Pour en venir à bout, les scientifiques chargés de conserver le lieu utilisent un fongicide puissant. Ce produit chimique dégage des quantités importantes d'azote et de carbone. Manque de chance : c'est précisément ce dont avait besoin l'Ochroconis anomala pour naître, explique Le Figaro. Cette espèce de champignon, jusque-là inconnue, appartient à la même espèce que les taches noires qui se développent dans votre salle de bains. Inquiète, l'Unesco a menacé à plusieurs reprises la France de placer la grotte sur la Liste du patrimoine en danger.
Des reproductions oubliées dans un hangar
L'idée de construire une réplique de la grotte pour les visiteurs apparaît dans la tête de Charles-Emmanuel de la Rochefoucauld. Cet héritier de la noblesse locale est le propriétaire du terrain où se trouve la cavité préhistorique. Pour financer ce projet fou, il revend la grotte de Lascaux à l'Etat. Du béton est coulé sur une imposante armature en métal. L'artiste Monique Peytral constitue une équipe pour reproduire les peintures avec des pigments naturels, comme elle le raconte dans le documentaire Peindre Lascaux, peindre la vie. Lascaux 2 ouvre ses portes en 1983.

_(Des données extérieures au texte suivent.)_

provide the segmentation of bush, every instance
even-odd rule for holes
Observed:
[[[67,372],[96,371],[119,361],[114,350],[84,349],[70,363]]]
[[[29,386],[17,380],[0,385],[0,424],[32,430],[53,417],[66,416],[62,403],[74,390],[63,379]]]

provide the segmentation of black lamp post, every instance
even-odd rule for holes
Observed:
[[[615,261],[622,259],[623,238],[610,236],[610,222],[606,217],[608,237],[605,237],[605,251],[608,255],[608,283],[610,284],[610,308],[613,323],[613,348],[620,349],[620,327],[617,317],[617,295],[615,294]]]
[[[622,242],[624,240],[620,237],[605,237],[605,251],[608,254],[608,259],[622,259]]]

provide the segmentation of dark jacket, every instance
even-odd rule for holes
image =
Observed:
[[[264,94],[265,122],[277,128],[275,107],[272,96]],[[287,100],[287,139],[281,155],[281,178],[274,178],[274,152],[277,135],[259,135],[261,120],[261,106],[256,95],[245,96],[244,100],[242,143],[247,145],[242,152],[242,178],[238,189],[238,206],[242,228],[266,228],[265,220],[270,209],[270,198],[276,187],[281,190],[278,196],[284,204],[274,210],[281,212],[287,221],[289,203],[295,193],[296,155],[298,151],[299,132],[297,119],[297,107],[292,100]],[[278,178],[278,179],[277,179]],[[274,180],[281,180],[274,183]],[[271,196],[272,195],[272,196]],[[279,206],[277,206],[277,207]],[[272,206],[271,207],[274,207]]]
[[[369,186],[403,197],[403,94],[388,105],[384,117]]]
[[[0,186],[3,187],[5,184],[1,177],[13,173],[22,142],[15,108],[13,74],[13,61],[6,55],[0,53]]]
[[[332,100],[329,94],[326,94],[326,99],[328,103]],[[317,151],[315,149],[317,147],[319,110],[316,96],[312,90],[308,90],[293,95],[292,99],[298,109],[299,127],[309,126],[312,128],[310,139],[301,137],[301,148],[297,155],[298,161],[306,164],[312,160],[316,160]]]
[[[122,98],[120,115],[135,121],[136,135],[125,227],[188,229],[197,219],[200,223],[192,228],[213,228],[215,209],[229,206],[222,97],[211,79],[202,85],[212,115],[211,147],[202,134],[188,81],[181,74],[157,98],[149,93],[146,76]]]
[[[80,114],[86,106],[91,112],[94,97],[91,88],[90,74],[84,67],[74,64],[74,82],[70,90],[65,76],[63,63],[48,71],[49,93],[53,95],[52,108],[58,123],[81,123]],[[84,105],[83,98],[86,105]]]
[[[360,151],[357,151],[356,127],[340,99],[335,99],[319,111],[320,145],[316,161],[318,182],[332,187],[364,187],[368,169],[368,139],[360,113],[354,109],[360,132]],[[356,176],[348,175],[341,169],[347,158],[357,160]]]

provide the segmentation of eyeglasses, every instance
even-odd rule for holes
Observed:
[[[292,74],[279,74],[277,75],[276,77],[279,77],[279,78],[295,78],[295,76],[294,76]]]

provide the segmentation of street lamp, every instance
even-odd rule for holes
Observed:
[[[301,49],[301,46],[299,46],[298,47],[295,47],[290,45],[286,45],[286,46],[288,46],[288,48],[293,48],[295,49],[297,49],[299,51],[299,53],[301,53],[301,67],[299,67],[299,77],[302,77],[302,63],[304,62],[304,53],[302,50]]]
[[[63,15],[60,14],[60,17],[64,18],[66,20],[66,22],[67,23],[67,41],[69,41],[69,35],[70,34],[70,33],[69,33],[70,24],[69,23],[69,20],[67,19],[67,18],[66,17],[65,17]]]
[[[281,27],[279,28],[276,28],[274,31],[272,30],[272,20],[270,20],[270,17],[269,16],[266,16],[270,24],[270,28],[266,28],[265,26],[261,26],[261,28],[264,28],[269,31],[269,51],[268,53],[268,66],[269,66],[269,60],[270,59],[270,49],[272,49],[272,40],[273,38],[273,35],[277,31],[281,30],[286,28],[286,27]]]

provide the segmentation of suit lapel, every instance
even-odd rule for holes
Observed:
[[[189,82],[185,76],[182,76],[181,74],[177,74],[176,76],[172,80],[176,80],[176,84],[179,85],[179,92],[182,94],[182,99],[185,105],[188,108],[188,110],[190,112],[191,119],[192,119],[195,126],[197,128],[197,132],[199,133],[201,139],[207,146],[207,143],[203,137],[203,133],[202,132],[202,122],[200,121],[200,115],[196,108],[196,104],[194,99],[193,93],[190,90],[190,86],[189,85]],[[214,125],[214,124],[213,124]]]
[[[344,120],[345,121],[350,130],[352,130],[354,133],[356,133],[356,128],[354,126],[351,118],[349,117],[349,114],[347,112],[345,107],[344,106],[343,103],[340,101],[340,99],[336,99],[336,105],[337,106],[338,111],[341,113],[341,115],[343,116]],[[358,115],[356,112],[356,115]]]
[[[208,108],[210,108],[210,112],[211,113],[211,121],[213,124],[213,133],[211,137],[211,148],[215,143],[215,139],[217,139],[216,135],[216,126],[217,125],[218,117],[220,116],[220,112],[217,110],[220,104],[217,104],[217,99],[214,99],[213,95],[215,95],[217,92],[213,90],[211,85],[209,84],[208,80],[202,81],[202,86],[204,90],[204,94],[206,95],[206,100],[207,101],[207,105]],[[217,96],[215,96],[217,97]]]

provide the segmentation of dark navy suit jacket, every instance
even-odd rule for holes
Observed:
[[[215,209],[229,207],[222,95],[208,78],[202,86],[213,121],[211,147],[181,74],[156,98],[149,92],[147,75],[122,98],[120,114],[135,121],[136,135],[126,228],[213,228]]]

Mais toutes les galeries ne sont pas reproduites dans Lascaux 2. Le Conseil général de la Dordogne décide donc de lancer le projet Lascaux 3 en 2003. Les fac-similés réalisés par l'équipe du plasticien Renaud Sanson sont exposés dans la commune voisine de Thonac, avant de faire le tour du monde. Pendant la mise en place, des répliques plus anciennes ont été déplacées sans ménagement, explique Raphaël Jullian dans Histoires insolites des monuments français (City, 2013). Endommagés, ces fac-similés croupissent dans un hangar depuis 2009.
Le 15 décembre, Lascaux 4 va ouvrir ses portes au public, à 1,5 km de l'originale. Cette fois, elle reproduit à échelle réelle, et dans ses moindres détails, la grotte ornée. "A partir d’un relevé 3D, tout a été examiné au millimètre près. C’est ce qui fait la force de cette reproduction, qui est une première mondiale", explique à franceinfo André Barbé, directeur général de Semitour, qui gère le monument.